An article published in Cancer, a a peer-reviewed journal of the American Cancer Society, points to a recent substantial increase in testicular germ cell tumor incidence among Hispanic adolescents and young adults in the United States. The trend was not evident among non-Hispanic whites.

Testicular cancer, among the most common types of cancer in adolescent and young adult men, is said to be one of the most readily treatable. The researchers concluded that heightened awareness is advisable concerning the increasing risk of testicular cancer among Hispanic adolescents and young adults. They recommend additional research to determine the cause of the trend.

Frank Chien

Frank Chien, co-author, Increase in Testicular Germ Cell Tumor Incidence Among Hispanic Adolescents and Young Adults in the United States

The article, Increase in Testicular Germ Cell Tumor Incidence Among Hispanic Adolescents and Young Adults in the United States, was authored by Franklin L. Chien, BA, Rebecca H. Johnson, M.D., and  Stephen M. Schwartz, Ph.D., MPH. They found that between 1992 and 2010, the annual incidence of testicular cancer in 15 to 39 year-old Hispanic whites increased 58 percent from 7 cases per 100,000 in 1992 to 11 cases per 100,000 by 2010.
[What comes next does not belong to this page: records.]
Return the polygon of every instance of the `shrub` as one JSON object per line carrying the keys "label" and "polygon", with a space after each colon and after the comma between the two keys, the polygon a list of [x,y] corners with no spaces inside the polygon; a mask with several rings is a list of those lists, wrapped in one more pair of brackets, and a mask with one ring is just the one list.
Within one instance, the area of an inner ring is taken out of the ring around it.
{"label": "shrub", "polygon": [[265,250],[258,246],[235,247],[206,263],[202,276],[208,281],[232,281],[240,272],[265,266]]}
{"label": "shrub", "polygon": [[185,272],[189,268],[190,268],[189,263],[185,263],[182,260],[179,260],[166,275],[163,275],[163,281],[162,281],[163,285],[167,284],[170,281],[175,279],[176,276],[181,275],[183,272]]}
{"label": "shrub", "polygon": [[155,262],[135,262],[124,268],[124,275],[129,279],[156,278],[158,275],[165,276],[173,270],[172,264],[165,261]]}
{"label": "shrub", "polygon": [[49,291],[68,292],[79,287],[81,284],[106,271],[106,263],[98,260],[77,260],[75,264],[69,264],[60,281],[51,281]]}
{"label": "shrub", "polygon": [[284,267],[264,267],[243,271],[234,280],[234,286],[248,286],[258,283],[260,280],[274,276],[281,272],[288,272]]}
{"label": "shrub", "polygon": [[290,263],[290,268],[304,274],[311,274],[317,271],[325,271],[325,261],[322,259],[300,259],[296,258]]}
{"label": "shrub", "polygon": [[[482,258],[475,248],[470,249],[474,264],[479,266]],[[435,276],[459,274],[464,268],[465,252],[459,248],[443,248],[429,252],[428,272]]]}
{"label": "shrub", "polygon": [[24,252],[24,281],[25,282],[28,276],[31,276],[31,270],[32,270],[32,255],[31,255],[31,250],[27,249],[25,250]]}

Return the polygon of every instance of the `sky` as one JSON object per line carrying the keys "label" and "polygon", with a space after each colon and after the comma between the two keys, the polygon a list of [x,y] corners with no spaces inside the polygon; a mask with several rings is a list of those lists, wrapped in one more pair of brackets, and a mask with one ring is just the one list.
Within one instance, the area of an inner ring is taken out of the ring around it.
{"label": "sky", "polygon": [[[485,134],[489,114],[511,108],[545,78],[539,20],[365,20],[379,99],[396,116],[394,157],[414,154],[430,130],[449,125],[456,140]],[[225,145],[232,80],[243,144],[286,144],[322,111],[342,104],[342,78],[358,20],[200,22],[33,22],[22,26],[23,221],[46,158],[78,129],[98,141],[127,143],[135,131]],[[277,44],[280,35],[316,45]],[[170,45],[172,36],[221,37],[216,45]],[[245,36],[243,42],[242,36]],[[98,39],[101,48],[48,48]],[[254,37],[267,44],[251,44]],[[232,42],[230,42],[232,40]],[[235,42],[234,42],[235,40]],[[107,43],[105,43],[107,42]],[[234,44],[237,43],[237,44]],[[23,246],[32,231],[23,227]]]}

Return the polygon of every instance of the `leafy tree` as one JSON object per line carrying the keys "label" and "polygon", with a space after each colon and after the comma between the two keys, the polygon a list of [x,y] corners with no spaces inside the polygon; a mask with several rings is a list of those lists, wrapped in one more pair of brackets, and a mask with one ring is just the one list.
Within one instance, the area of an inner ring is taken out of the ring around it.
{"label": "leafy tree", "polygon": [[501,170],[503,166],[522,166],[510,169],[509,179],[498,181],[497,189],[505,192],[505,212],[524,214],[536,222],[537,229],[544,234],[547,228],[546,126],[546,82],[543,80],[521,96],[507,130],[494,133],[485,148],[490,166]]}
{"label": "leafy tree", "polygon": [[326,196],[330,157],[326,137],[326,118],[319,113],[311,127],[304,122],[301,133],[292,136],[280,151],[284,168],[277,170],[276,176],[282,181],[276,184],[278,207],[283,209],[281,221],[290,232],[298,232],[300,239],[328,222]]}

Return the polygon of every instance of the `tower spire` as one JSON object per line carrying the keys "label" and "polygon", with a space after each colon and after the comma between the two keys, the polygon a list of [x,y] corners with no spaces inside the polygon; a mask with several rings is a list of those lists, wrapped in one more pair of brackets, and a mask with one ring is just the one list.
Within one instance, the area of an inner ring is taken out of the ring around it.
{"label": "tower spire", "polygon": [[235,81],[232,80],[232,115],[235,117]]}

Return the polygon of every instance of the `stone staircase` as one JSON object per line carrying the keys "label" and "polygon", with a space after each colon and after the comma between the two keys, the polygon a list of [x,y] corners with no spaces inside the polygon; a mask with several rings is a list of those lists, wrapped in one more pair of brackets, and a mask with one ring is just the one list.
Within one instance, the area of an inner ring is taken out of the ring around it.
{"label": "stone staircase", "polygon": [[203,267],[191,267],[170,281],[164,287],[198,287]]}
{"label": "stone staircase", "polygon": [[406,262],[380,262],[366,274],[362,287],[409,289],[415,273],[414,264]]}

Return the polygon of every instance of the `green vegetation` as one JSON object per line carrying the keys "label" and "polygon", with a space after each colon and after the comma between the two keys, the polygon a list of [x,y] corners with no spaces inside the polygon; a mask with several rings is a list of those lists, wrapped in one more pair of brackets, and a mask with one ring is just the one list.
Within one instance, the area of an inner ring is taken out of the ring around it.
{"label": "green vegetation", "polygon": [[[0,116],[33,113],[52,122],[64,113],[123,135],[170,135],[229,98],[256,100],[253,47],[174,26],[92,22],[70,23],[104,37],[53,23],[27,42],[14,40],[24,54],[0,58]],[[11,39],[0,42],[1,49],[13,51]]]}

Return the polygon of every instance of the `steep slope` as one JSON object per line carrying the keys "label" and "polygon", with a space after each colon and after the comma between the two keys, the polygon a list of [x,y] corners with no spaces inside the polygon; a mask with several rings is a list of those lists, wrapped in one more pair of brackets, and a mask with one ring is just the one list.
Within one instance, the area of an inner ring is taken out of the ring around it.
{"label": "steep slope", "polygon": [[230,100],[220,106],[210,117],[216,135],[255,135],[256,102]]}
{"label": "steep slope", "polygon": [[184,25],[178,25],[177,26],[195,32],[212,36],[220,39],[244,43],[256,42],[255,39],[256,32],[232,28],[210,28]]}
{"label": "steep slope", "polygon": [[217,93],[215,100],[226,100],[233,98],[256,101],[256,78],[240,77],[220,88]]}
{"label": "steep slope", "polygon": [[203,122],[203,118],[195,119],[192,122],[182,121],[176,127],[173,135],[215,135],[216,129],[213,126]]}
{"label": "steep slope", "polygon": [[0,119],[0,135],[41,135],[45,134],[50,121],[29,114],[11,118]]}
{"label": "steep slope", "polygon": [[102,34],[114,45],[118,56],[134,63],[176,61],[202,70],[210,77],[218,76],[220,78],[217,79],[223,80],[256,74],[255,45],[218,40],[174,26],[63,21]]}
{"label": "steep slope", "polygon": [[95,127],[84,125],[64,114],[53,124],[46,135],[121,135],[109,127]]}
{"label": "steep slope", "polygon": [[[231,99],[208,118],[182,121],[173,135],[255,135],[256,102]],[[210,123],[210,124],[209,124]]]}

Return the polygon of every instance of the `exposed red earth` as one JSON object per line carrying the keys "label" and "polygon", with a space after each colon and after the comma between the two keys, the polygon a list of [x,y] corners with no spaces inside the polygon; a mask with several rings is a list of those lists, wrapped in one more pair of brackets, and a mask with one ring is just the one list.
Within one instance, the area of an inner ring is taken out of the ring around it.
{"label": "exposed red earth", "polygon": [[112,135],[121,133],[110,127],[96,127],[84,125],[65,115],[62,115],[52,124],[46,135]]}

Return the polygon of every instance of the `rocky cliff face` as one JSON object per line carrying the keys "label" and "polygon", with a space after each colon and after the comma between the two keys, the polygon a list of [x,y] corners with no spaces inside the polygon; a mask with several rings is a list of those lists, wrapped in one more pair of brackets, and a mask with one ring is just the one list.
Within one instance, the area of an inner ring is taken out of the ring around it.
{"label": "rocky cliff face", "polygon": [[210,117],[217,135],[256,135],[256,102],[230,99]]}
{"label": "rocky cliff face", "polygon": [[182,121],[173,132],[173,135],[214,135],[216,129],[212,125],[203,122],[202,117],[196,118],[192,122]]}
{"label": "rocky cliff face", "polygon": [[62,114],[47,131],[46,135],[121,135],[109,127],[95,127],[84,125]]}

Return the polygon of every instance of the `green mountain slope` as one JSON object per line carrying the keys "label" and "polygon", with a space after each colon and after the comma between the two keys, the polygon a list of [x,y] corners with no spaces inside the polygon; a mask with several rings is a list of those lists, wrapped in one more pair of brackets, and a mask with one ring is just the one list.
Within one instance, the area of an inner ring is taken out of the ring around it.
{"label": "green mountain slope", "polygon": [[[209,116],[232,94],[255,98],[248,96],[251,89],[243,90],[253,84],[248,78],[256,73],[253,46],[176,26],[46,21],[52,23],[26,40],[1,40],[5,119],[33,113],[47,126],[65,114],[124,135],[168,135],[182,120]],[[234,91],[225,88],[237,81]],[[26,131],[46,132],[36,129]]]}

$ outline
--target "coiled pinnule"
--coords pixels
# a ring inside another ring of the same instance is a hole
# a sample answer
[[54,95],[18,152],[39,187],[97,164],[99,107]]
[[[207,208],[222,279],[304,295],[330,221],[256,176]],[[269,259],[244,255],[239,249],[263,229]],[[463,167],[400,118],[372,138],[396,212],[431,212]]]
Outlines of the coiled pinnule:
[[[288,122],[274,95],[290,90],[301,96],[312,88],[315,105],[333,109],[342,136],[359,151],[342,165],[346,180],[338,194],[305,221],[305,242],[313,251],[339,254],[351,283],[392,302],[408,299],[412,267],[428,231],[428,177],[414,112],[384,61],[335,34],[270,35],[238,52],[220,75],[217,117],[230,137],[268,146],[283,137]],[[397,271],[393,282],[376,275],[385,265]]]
Incidence rates increased in cities for different subtypes of testicular cancer and for all stages of the disease. In the same 19 year interval, testicular germ cell tumor incidence among non Hispanic white young adults increased 7 percent, from 12 to 13 per 100,000. During the 2000 to 2010 period, incidence rates rose in Hispanic whites, but the researchers observed no significant trends in incidence rates among non Hispanic whites.

“Hispanic Americans comprise the fastest growing ethnic group in the United States. Until only recently, cancer incidence data for this population has been too sparse to accurately analyze testicular cancer trends among Hispanic men,” Johnson said in a press release. “The increasing rate of testicular cancer in adolescent and young adult Hispanic males, combined with the rapid expansion of the Hispanic population in the United States, is projected to have a measurable impact on the United States healthcare system.”

Steve Schwartz

Steve Schwartz, Ph.D., MPH, co-author, Increase in Testicular Germ Cell Tumor Incidence Among Hispanic Adolescents and Young Adults in the United States

"Unfortunately, there’s nothing that Hispanic men can do to minimize their risk, since nothing is known for certain about modifiable risk factors," said Schwartz by email in response to a question about preventive measures Hispanic men might take.

Johnson noted that, in the past, non Hispanic white men have had the highest rate of testicular cancer of all racial and ethnic groups in the United States. Should the trend found in this study continue, the rate of testicular cancer among Hispanic Americans will outpace that of non Hispanic white men within the next few years.